Looking at the process through psutil and Python

Lately I have been trying to improve my system administration skills. I needed to monitor some of the running processes. To do that I used psutil module in Python. It is a cross platform module to parse the information about running process. It also provides information on how the system is being utilized. In the area of - CPU, memory, disks, network, sensors. The name psutil is the abbreviation for - process and system utilities. It supports the following platforms:

  • Linux
  • Windows
  • macOS
  • FreeBSD, OpenBSD, NetBSD
  • Sun Solaris
  • AIX

…both 32-bit and 64-bit architectures. Supported Python versions are 2.6, 2.7 and 3.4+. PyPy3 is also known to work.

Process class

Process is an running program. Wikipedia defines process as “In computing, a process is the instance of a computer program that is being executed by one or many threads. It contains the program code and its activity. “

I use Fedora as my primary Operating System. The Linux filesystem contains the process related information in /proc directory. It does not stay inside the disk instead kernel creates it in its memory. /proc contains information about the system such as :

  • /proc/cpuinfo contains the information about the cpu like number of cores etc.
  • message output by kernel found in /proc/kmsg routed to syslog
  • /proc/meminfo has the information about the available system memory
  • /proc/ioports describes which input and output ports are being used.

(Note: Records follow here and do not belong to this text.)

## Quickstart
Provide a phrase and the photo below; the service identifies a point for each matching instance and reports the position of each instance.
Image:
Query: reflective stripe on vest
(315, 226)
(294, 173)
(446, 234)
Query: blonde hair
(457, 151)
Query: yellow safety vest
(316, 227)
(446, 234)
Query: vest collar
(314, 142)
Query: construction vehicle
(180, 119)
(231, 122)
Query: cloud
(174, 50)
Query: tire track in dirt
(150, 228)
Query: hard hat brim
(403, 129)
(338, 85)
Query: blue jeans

Also there other details available in the /proc directory. One can find more information about this at

The psutil module helps us to find all these information through program. If we know the pid of a running process, we can get an instance of the [Process] class.

p = psutil.Process(7134)

Here I am using the pid value of 7134.

Now, we can check for the process name, and command line arguments. We
can also find the details about the init process or mother process or parent process.

>>> print(f"Name of the process : {p.name()}")

Name of the process : hexchat

>>> print(f"Parent process : {p.ppid()}")

Parent process : 2116

>>> print(f"Command Line : {p.cmdline()}")

Command Line : ['hexchat', '--existing']

Next we are getting executable, username, uid and gid

>>> print(f"The process executable as an absolute path : {p.exe()}")

The process executable as an absolute path : /usr/bin/hexchat 

>>> print(f"Username : {p.username()}")

Username : adas

>>> print(f"uid : {p.uids()}")

uid : puids(real=1000, effective=1000, saved=1000)

>>> print(f"uid : {p.gids()}")

gid : pgids(real=1000, effective=1000, saved=1000)

To get the environment variable:

>>> print(f"The environment variables of the process as a dictionary : {p.environ()}")

It returns a dictionary in key, value pair. I did not print the full output because the length :)

The environment variables of the process as a dictionary : {'SHELL': '/bin/bash', 'HISTCONTROL': 'ignoredups', 'HOSTNAME': ‘localhost.localdomain',

You can get network connection details in and all the open files by the process.

>>> for conn in p.connections():

...      print(f" Socket file descriptor: {conn.fd}\n Address family : {conn.family}\n Local address : {conn.laddr}\n Remote address : {conn.raddr}\n Status of a TCP connection : {conn.status}")

 Socket file descriptor: 15
 Address family : 2
 Local address : addr(ip='', port=56080)
 Remote address : addr(ip='1xx.xx.xxx.xxx', port=8080)
 Status of a TCP connection : ESTABLISHED

To know more functions and options have a look at the documentation of psutil.